Voilà une bonne question. C’est peut-être dû à la tradition. En effet, le violon fait partie du folklore juif ; en cas de pogrome, il était plus facile de fuir en emportant un violon qu’un piano. Certains parlent aussi d’un « son » spécifiquement « juif », comme on parle aussi d’un son « tzigane ». Ceci vient peut-être du cantor de la synagogue.

Etant juive moi-même, je me permets de vous poser cette question : un musicien juif bénéficie-t-il d’un bonus dans l’Allemagne « politiquement correcte » ou aux Etats-Unis, précisément parce que ce serait bafouer un tabou que de critiquer un étranger ou un juif ?

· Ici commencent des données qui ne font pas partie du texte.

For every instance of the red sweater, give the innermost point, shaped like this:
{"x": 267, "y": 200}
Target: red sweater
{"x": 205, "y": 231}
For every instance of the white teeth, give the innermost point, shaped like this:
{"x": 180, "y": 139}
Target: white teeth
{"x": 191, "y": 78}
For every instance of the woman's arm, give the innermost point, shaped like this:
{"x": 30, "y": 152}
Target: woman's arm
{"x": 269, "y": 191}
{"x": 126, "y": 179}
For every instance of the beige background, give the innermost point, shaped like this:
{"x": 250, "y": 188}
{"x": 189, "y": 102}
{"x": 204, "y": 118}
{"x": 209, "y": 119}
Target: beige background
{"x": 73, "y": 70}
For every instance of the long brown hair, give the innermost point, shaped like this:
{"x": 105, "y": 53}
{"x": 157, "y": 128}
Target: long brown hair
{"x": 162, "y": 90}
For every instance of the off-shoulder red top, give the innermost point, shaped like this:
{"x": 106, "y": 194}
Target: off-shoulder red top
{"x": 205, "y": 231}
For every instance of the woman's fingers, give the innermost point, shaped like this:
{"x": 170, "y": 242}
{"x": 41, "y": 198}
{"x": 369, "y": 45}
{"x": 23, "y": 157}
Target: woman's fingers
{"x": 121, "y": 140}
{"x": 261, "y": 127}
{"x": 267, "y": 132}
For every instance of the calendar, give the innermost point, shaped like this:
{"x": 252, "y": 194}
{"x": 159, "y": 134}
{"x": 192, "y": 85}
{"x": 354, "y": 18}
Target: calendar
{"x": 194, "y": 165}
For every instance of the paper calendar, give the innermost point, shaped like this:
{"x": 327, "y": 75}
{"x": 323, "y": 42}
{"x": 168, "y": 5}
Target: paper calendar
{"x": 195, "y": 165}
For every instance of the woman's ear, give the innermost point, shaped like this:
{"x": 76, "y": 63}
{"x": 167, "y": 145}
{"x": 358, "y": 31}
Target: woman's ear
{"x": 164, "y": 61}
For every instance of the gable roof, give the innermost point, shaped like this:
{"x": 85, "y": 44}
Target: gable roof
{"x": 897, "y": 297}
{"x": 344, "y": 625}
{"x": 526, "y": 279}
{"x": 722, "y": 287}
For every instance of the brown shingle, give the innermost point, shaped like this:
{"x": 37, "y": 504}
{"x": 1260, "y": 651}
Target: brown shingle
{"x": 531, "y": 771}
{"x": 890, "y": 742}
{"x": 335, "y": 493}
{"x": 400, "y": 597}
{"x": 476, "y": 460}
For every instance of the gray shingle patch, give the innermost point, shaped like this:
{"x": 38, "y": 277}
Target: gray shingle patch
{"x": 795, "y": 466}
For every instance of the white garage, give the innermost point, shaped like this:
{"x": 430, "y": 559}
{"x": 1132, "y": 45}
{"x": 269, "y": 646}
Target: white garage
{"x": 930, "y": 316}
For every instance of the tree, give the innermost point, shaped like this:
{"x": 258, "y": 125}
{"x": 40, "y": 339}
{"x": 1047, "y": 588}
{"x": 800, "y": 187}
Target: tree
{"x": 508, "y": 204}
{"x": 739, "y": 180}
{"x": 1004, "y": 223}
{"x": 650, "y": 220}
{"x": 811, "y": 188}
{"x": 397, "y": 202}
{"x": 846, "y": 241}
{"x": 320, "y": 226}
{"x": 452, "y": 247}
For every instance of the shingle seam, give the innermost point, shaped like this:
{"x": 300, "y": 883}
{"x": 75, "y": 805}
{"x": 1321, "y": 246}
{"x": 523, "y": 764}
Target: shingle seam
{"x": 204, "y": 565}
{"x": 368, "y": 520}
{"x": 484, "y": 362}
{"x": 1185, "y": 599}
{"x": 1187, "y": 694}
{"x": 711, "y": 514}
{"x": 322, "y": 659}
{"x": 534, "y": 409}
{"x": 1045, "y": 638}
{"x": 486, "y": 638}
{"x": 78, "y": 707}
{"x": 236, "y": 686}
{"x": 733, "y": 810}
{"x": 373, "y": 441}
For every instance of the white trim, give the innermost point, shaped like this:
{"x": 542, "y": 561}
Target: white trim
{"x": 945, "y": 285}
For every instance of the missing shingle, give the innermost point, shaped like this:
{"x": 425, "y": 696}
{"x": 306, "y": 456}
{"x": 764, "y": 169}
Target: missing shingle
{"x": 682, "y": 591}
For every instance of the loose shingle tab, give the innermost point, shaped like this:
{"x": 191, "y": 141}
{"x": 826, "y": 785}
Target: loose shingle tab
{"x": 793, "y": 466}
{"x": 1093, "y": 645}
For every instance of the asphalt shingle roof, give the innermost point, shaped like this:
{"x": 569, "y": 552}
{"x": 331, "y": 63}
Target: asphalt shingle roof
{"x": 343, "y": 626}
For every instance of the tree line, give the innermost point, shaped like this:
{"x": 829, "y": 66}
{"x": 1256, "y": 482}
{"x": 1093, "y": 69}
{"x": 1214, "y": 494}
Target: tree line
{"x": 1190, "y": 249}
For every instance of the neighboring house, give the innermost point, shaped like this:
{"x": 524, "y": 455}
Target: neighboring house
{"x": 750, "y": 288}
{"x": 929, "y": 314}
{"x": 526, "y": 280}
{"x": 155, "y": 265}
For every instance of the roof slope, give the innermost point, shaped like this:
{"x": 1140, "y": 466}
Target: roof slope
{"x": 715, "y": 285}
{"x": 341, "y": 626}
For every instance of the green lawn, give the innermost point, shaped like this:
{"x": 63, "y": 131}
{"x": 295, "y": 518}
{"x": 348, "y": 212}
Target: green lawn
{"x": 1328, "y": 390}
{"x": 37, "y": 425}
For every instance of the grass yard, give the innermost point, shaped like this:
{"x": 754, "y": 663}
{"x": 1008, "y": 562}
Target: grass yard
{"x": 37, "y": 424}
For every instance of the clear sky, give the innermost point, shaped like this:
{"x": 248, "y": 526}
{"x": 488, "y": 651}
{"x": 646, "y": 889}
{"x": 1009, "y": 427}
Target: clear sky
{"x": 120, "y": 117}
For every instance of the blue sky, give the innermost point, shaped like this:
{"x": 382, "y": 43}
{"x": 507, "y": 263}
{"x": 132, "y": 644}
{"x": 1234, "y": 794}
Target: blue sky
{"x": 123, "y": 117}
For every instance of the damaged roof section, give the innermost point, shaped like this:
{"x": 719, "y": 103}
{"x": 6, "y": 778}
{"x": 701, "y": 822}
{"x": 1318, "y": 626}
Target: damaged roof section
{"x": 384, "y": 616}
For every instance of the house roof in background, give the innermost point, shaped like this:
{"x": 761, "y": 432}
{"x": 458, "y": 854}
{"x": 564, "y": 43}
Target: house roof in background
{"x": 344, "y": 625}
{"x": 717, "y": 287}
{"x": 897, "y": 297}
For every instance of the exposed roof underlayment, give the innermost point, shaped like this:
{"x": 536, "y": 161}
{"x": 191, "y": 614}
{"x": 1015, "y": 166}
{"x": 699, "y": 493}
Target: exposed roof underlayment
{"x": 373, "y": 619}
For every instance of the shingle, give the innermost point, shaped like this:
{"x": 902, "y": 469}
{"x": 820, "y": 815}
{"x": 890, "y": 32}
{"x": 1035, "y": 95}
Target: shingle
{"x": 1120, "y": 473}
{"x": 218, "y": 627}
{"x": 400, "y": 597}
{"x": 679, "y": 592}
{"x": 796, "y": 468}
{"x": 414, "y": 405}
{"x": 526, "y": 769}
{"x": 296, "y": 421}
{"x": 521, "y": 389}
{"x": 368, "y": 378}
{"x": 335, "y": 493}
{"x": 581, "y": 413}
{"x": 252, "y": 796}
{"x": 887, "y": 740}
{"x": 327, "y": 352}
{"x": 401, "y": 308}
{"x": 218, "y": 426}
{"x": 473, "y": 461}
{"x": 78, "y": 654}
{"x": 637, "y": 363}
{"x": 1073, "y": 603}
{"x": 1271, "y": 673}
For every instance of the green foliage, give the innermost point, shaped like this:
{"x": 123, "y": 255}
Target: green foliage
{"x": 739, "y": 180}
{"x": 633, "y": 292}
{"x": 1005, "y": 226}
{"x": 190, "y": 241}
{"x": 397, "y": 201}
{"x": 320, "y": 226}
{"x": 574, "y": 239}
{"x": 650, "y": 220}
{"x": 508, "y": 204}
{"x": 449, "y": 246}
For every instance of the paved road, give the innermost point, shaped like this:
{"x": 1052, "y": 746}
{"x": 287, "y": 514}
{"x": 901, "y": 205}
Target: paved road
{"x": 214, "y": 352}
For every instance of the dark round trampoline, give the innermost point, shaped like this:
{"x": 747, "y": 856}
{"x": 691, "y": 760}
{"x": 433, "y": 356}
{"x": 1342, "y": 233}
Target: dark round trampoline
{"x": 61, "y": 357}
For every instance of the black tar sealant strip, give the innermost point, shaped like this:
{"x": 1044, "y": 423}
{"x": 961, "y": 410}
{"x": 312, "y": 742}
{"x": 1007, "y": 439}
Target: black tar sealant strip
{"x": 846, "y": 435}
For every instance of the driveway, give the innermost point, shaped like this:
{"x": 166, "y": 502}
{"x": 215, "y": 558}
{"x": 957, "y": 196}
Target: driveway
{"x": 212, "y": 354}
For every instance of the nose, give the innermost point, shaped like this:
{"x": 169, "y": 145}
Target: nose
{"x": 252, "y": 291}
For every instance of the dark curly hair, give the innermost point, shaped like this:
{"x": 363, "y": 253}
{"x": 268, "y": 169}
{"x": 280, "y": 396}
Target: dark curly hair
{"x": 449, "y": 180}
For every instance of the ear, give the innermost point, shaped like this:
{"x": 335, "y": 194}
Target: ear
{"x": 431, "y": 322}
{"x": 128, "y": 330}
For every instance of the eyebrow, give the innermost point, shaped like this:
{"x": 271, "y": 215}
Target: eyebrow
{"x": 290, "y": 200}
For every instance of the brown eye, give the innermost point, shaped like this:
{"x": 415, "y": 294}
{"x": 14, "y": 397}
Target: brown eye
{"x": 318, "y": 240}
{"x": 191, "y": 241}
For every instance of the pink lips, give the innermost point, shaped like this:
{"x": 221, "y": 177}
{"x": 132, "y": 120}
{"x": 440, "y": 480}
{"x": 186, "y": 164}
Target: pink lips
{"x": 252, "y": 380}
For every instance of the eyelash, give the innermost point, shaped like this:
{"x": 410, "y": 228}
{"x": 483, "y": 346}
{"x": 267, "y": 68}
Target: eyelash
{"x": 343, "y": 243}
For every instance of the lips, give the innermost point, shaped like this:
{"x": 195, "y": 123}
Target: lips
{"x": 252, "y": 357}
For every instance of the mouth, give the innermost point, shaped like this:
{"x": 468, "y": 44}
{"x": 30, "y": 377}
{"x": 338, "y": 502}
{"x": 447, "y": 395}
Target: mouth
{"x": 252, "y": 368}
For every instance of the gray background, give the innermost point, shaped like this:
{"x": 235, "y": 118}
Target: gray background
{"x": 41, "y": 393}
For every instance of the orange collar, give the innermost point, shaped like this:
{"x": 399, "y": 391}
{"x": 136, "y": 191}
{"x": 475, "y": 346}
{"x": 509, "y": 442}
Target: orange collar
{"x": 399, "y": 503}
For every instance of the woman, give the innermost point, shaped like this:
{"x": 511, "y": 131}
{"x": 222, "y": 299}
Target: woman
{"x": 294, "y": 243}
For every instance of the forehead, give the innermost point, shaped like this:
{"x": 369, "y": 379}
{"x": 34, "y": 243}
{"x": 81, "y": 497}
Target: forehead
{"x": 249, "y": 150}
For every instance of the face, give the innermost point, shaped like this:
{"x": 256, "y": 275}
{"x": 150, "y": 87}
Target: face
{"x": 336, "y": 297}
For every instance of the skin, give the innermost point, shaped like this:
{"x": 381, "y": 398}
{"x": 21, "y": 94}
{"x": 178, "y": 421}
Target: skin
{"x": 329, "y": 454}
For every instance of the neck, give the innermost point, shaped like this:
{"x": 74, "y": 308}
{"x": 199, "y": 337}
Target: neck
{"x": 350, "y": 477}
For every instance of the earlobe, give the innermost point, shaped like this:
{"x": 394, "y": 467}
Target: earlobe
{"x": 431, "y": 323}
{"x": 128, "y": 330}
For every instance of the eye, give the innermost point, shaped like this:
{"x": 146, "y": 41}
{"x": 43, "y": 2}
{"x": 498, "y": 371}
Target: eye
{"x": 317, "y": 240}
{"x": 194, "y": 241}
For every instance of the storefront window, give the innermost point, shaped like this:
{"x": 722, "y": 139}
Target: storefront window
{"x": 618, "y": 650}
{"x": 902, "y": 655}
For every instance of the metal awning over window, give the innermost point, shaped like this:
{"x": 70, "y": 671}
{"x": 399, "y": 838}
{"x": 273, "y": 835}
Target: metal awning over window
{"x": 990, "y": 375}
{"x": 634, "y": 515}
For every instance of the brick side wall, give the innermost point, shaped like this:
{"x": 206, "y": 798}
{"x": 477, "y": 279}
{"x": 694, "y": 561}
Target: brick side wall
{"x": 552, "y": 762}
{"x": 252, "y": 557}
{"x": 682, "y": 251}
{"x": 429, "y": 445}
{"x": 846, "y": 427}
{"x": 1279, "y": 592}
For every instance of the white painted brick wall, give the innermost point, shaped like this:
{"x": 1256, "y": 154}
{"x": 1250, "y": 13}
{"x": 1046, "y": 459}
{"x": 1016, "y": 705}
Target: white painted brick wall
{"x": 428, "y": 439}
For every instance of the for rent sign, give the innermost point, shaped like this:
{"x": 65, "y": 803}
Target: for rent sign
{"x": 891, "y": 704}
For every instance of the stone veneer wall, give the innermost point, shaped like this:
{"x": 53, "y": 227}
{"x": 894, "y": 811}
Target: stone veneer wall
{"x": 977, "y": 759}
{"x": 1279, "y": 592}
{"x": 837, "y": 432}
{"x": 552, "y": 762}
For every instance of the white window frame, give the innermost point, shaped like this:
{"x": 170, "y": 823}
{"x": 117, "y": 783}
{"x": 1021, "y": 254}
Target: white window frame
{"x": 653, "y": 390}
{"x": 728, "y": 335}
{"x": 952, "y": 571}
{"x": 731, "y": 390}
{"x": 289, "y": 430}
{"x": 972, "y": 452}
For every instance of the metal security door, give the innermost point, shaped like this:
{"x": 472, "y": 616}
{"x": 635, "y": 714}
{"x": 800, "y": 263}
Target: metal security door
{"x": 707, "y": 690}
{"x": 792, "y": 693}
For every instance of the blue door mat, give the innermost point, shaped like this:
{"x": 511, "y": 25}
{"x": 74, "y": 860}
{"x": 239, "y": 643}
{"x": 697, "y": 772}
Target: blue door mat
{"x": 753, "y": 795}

En tout cas, ça ne m’a jamais frappé. De nos jours, tout ce qu’on nous demande, c’est de jouer bien et d’être performant. J’aimerais vous raconter une anecdote douce-amère. Le grand rêve de mon grand-père polonais était de jouer du violon. Sa famille était très pauvre, mais mon grand-père a réussi à persuader son père. Puis ce dernier est mort, et l’argent se fit encore plus rare. C’était l’hiver, il faisait froid. Alors le violon a fini dans le poêle, pour quelques minutes de chaleur. Je suis fier de pouvoir poursuivre le rêve de mon grand-père.